With one more U.S. inflation report to digest Tuesday, the Federal Reserve is expected to hold off on the next interest rate increase for another six weeks.
The Fed opened a two-day policy meeting on Tuesday, and amid booming U.S. growth and signs prices are rising steadily, policymakers are expected to continue to gradually raise the benchmark lending rates to keep the economy on an even keel.
The Fed's preferred price index held steady in June near a six-year high, just above the Fed's two-percent target, but energy and goods prices fell for the month.
That will give the Fed comfort about its plans to continue to dial back the stimulus in the economy this year. The central bank hopes to prevent the economy from overheating amid the long-awaited return of inflation, falling unemployment and vigorous GDP growth.
But that course is drawing stiff public rebukes from President Donald Trump who has used Twitter and cable television to complain higher interest rates undermines his economic growth agenda.
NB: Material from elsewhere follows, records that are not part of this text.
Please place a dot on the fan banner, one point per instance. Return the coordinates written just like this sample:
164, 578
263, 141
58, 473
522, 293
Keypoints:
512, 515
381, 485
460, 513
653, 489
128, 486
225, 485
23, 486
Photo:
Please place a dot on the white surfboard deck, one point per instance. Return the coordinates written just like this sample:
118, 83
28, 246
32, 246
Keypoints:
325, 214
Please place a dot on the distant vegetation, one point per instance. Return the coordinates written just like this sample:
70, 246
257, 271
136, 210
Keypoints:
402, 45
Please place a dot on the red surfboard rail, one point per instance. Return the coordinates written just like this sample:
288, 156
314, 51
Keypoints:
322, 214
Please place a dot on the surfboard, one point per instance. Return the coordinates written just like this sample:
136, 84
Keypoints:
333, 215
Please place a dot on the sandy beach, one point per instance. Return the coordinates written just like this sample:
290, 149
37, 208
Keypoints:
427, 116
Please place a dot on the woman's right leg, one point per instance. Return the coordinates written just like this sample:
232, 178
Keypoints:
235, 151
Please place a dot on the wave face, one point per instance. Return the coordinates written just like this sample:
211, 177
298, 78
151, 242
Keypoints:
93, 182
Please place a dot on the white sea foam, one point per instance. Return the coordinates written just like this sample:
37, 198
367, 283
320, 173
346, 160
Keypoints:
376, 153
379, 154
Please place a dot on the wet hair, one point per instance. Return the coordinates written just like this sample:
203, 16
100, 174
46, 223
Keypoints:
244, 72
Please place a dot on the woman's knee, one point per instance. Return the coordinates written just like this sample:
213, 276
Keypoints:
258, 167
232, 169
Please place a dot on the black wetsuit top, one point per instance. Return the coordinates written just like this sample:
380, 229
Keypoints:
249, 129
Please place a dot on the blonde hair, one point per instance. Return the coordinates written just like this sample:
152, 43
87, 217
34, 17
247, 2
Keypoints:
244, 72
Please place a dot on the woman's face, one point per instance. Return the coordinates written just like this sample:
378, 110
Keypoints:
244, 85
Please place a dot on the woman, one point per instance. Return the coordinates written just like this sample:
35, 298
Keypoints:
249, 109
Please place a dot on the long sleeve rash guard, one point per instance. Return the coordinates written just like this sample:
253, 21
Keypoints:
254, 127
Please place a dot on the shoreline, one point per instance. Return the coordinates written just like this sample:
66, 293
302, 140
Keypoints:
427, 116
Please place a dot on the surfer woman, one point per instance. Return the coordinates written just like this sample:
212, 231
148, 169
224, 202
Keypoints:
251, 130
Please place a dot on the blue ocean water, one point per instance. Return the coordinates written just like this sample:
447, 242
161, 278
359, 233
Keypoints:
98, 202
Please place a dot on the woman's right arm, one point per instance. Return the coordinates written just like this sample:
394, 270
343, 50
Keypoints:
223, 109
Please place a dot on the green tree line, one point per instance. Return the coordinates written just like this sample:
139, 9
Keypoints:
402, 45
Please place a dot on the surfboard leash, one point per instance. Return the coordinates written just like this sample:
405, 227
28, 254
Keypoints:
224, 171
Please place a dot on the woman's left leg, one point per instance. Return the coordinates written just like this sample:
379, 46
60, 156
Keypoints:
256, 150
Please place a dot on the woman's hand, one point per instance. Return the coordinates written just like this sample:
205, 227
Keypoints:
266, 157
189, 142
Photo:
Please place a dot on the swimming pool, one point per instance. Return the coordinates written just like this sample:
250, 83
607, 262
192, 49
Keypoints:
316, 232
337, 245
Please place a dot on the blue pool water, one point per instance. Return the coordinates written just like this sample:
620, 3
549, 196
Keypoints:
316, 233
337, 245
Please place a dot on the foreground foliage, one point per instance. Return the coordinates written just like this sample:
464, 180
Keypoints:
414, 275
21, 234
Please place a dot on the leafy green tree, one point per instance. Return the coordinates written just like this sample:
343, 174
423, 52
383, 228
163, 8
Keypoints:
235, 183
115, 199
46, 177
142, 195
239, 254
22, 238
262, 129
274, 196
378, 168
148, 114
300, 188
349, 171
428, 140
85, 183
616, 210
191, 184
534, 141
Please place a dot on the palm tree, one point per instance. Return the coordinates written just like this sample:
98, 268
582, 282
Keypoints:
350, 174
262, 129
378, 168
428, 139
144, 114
Observers warn that such public criticism could prompt the central bank to raise rates more aggressively to prove to markets it remains independent of political pressure, but for now it is expected to hike in September and December.
Inflation on target
The Fed closely watches prices for consumers, and in particular the Personal Consumption Expenditures price index, which rose 2.2 percent compared to June of last year, the Commerce Department reported Tuesday.
That was the same annual inflation rate in May, which was revised down by a tenth from a six-year high. But excluding the volatile food and fuel categories, which see big swings from month to month, the "core" PCE held steady at 1.9 percent for the third month in a row.
The Fed has made clear that it is comfortable with inflation a little above or below its two percent target.
For the latest month, the PCE index rose 0.1 percent compared to the prior month, a tenth of a point slower than May, as goods and energy prices both fell 0.1 percent.
Meanwhile, consumer spending growth slowed for the second month in a row, rising 0.4 percent, or $57.1 billion, in June. The biggest beneficiaries of increased spending were restaurants and hotels.
The Commerce Department last week reported that the economy grew at a 4.1 percent clip in the second quarter, the fastest in almost four years, but some of the increase is expected to be temporary which is unlikely to add much pressure on the Fed to increase interest rates.
However, in a separate report on Tuesday, the Labor Department said wage increases gained pace for the third month in a row, rising 2.8 percent from June of last year, while employee benefits rose 2.9 percent.
"The rate of acceleration is modest, but the upward trend is real, and most policymakers won't want to see numbers much in excess of 3 percent unless they see real evidence of a sustainable pick-up in productivity growth," Ian Shepherdson of Pantheon Macroeconomics said in a note.
For now, he said, "the rate of increase in labor costs is no threat to inflation."
Despite the looming interest rate decision, Wall Street closed solidly higher on Tuesday, driven upwards by good earnings and hope trade talks would resume between Washington and Beijing.